In the improvements notebook, we intend to:

  1. Add code to summarize the road network average speeds before and after the network_setting function is run.
  2. Improve the computational efficiency of the calculate_catchment_area function with two revisions: 1) Avoid creating new graphs by substituting the ego_graph function with the sub_graph function. 2) Avoid calling computationally intensive network analysis functions multiple times by using nx.single_source_dijkstra_path_length to create a dictionary of nodes, and query those nodes to create 10, 20, and 30 minute drive-time polygons. This function will be called dijkstra_cca_polygons
  3. We will add options to run the code with different weighting schemes. Kang et al (2020) applied a set of weights (1.00, 0.68, & 0.22) to respective travel time zones (0-10, 10-20, & 20-30 min) to account for distance decay in their analysis. Though not explained in their methodology, these weights were likely derived from Luo & Qi’s (2009) paper, which used the same E2SFCA method to assess spatial accessibility to primary care physicians in northern Illinois. In their results, Luo & Qi (2009) referenced a second weight set that represented a shaper distance decay: 1.00, 0.42, & 0.09. Another weighting scheme can be found in Delamater, Shortridge, and Kilcoyne (2019). They derive a logistic cumulative distance function, with distance decay based on distance to the nearest facility for a population, and find this to be the most accurate weight values for healthcare service distance decay: 1.0, 0.5, 0.1. Both of these weighting schemes are provided in the improvements code.

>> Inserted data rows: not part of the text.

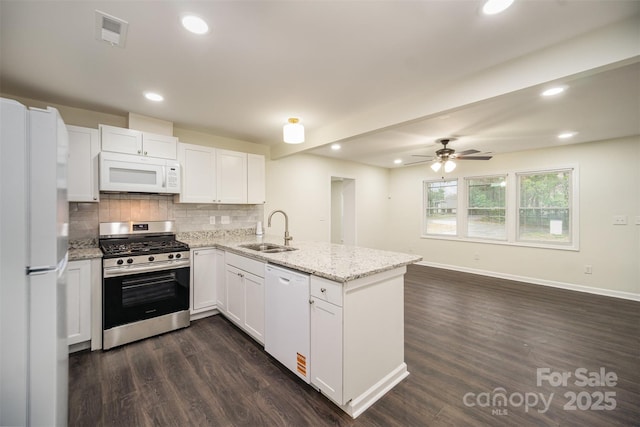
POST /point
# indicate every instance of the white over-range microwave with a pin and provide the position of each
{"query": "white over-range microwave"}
(136, 174)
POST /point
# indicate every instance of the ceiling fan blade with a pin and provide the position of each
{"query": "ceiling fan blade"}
(466, 152)
(415, 163)
(474, 158)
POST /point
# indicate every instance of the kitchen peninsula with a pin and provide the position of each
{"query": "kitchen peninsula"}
(356, 309)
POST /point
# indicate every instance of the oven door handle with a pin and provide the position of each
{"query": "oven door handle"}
(134, 269)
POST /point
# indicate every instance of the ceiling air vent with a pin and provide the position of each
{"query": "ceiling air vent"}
(111, 29)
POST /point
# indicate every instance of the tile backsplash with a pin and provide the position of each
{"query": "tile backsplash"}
(84, 218)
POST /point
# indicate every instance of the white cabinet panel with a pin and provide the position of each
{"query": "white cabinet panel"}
(231, 170)
(235, 295)
(78, 302)
(84, 148)
(162, 146)
(121, 140)
(254, 306)
(130, 141)
(326, 348)
(198, 174)
(203, 286)
(245, 294)
(255, 179)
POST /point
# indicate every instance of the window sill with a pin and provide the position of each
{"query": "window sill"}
(540, 245)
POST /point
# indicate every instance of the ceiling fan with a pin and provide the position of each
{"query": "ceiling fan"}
(445, 156)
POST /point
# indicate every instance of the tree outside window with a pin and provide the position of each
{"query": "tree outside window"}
(441, 206)
(486, 207)
(544, 207)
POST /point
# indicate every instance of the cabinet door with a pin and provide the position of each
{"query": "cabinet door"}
(162, 146)
(235, 294)
(84, 147)
(198, 174)
(121, 140)
(221, 286)
(326, 349)
(203, 286)
(78, 302)
(255, 179)
(231, 172)
(254, 306)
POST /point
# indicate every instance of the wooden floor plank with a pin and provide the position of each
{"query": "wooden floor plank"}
(463, 334)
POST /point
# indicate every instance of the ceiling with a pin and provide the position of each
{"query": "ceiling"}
(383, 78)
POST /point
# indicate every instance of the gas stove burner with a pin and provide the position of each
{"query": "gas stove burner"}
(146, 247)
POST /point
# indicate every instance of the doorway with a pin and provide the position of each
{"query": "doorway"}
(343, 210)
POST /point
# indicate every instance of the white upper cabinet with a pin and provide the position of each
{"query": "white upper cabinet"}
(84, 147)
(198, 174)
(129, 141)
(211, 175)
(255, 179)
(231, 170)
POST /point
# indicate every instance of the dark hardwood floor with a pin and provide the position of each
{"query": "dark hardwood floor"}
(465, 337)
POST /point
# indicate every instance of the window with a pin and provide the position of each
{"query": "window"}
(441, 206)
(544, 206)
(486, 207)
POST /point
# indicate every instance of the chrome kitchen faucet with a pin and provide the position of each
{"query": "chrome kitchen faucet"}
(287, 237)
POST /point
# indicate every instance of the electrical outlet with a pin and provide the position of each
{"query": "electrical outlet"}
(619, 220)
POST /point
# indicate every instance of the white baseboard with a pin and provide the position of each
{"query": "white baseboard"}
(360, 403)
(535, 281)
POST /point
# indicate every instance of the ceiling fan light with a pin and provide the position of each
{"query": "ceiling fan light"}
(449, 166)
(492, 7)
(293, 132)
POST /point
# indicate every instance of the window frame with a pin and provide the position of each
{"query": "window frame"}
(507, 221)
(512, 206)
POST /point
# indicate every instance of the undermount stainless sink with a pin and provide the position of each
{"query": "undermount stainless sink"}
(268, 248)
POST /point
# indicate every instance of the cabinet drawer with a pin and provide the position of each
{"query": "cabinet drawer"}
(326, 290)
(247, 264)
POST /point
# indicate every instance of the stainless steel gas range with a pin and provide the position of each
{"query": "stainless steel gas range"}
(145, 285)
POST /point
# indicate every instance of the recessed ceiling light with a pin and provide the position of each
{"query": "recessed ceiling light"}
(554, 91)
(152, 96)
(492, 7)
(567, 135)
(195, 24)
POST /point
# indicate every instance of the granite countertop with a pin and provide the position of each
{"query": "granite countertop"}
(339, 263)
(84, 249)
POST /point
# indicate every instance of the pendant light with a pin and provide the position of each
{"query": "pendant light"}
(293, 131)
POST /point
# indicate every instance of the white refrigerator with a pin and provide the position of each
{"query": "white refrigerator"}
(33, 253)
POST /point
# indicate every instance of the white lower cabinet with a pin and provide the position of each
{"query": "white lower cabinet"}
(326, 348)
(78, 302)
(245, 294)
(206, 271)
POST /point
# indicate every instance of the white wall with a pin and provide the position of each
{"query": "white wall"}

In the pre-processing notebook, we intend to automate pre-processing steps for:

Evaluating the reproduction results

In order to evaluate the reproduction results, we will calculate a spearman’s Rho comparing results per hexagonal location. We expect to reject the NULL hypothesis (no correlation) and find a perfect correlation (rho = 1) between the original results and the reproduction results. Minor differences between the original results and the reproduction results (rho < 1 and p < 0.05) will be investigated by comparing map results and discussed as possible evidence of uncertainty, error, or other internal validity problems. Significant differences (i.e. failure to reject the NULL hypothesis with rho < 1 and p > 0.05) would constitute a failed reproduction and raise questions of internal validity requiring further investigation.

References

Delamater, P.L., A.M. Shortridge, and R.C. Kilcoyne. 2019. Using floating catchment are (FCA) metrics to predict health care utilization patterns. BMC Health Services Research 19:144. DOI:10.1186/s12913-019-3969-5.

Kang et al. 2020. Rapidly Measuring Spatial Accessibility of COVID-19 Healthcare Resources: A Case Study of Illinois, USA. International Journal of Health Geographics 19:36. DOI:10.1186/s12942-020-00229-x.

Luo, W., & Qi, Y. (2009). An enhanced two-step floating catchment area (E2SFCA) method for measuring spatial accessibility to primary care physicians. Health & place, 15(4), 1100-1107.